The primary entrance is via a broad flight of stairs from the driveway.

Upon graduation from Princeton in 1990, René Tan worked for four years, from 1990 to 1994, with Ralph Lerner in the United States. Earlier, as a student, he had spent three years working as an intern in the office of Michael Graves. In 1996, he returned to Southeast Asia and worked for seven years with SCDA Architects (1996–2003) before setting up the architectural firm RT+Q, in 2003, with veteran Singapore practitioner Quek Tse Kwang.

The years between 1994 and 1996 were important ones for Tan as he taught architecture for the first time, initially at Berkeley and then at Syracuse. They were pivotal and formative years in other ways. At Syracuse he met the late Werner Seligmann, who was not only a close colleague but also an inspired interpreter of Le Corbusier and Frank Lloyd Wright.

It is evident from his designs that Tan wishes to put some stylistic and philosophical distance between his work and that of his contemporaries. RT+Q are developing what he terms an ‘alternative approach’ towards the making of architecture, treating it more as a ‘sculptural plastic art’ than as an ‘applied art’ or a ‘decorative art’. Tan believes that form, rather than materials, narrative or tectonics, is ‘the true progenitor of architecture’.

Tan believes that it is the clarity and simplicity of forms in his work and the rigour in the execution of the details that attract clients. He also believes that while there is consistency in the output of the office, there is also a fresh and unpredictable aspect to every project. Operating like a studio, Tan and his partner Quek Tse Kwang are very ‘hands on’ and are involved in every aspect of the work, from concept to execution. In the execution of the Bukit Timah House, Tan was assisted by Angeline Yoo. The intimate size of the office, with 12–15 employees, enables and encourages a strong work ethic. In the design process, Tan employs free-hand sketches, computer graphics and 3D modelling as well as the more traditional and tangible cardboard and plastic modelling.

An elegant circular stair descends from the entrance lobby to the carport.

A more private route to the central court.

The secondary entrance to the house from the rear of the carport.

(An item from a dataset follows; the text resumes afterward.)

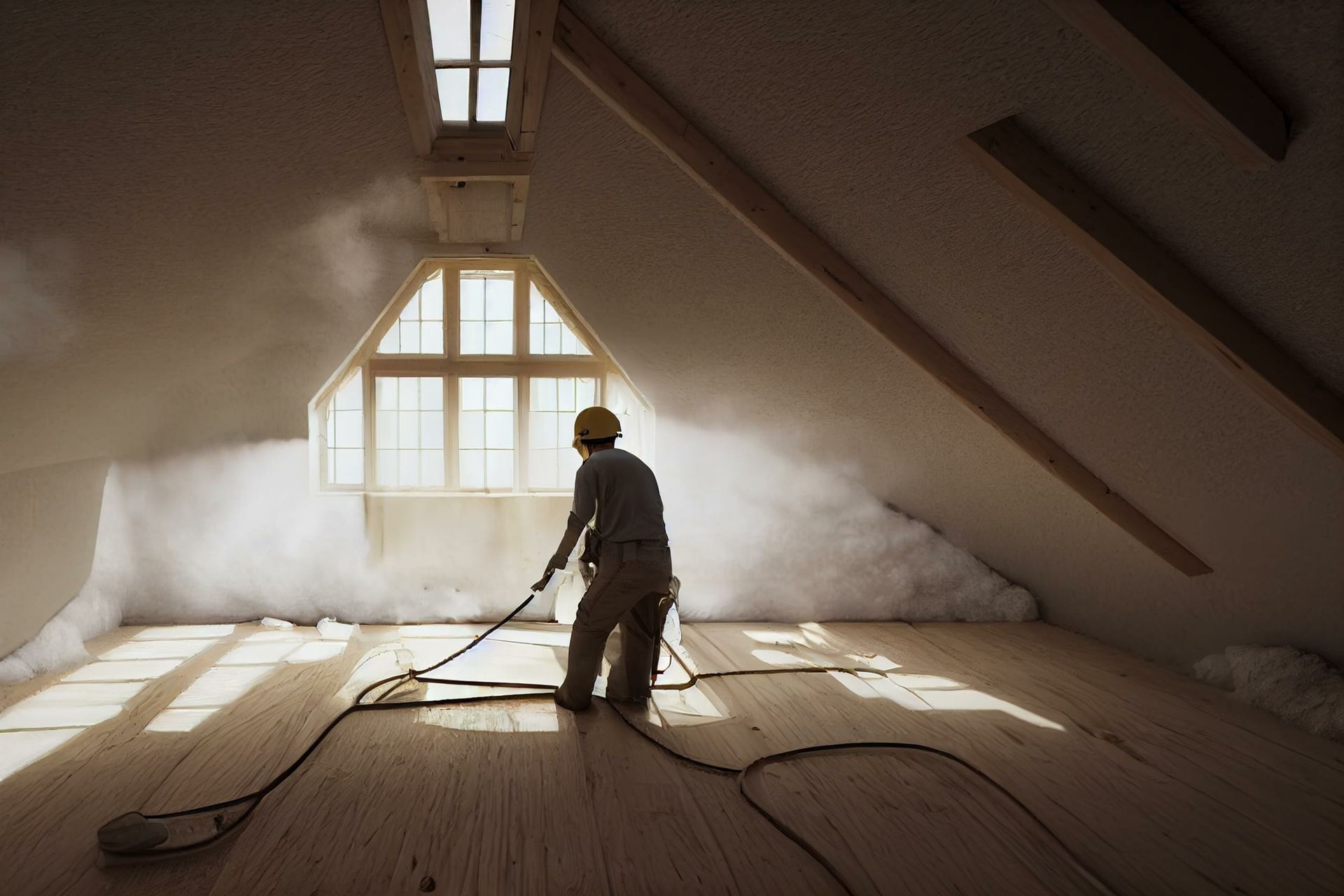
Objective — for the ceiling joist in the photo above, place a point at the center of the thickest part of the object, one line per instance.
(641, 106)
(1159, 46)
(1151, 273)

Section through the pool court.

Rooftop louvres filter sunlight.

The deeply recessed verandah outside the east-facing living room.

Detail of the powder room.

The single-width living room permits excellent cross-ventilation.

The Bukit Timah House, designed for two bankers, is entered at street level, one floor below the mean site level. From the sub-basement there are three options for ascending to the upper floors. An external flight of stairs located immediately to the right of the entrance gateway emerges at the first-storey entrance porch, while in inclement weather entry can be obtained from the undercroft into a spacious glass-fronted hall that is connected via an exquisite veneered circular timber stair to the first-storey lobby. A third option is revealed at the rear of the car parking bays–a narrow staircase climbs steeply to emerge in the central courtyard alongside the swimming pool, in the process bypassing the reception area.

The first storey consists of three pavilions arranged around the swimming pool. The ‘public’ spaces in the house are located in a single-storey, pitched-roof pavilion facing the road. The pavilion includes a home office, the principal reception area, which contains a grand piano, and the upper level of a two-storey wine cellar.

Crossing a short bridge to a two-storey pavilion, access is obtained to the formal dining room surrounded by a narrow water channel, and thence, via a wide circulation corridor skirting the swimming pool, to the spacious kitchen. Adjacent to the dining room is a staircase giving access to the family room and two bedrooms at the upper level. Finally, a third pavilion, this also a two-storey structure, contains a sitting room that opens to a timber deck projecting out to the swimming pool, a guest bedroom and the master bedroom suite, accessed via a glass bridge at the upper level.

René Tan describes the design as ‘an exercise in abstraction and the plasticity of form’ where ‘the house examines the notion of architecture as a plastic event’. It nonetheless performs the functions of traditional architecture with its overhanging eaves and cantilevered roofs.

The success of RT+Q in the design of single dwellings has led to larger commissions in Singapore. The practice is also working on office buildings, resorts and condominiums in Malaysia and Indonesia.

First storey plan.

Careful attention is paid to the design of bathrooms and powder rooms.

The private route to the central water court.

The well-stocked two-storey wine cellar.

A broad flight of stairs ascends to the entrance lobby.

Evening view across the pool to the study and living room.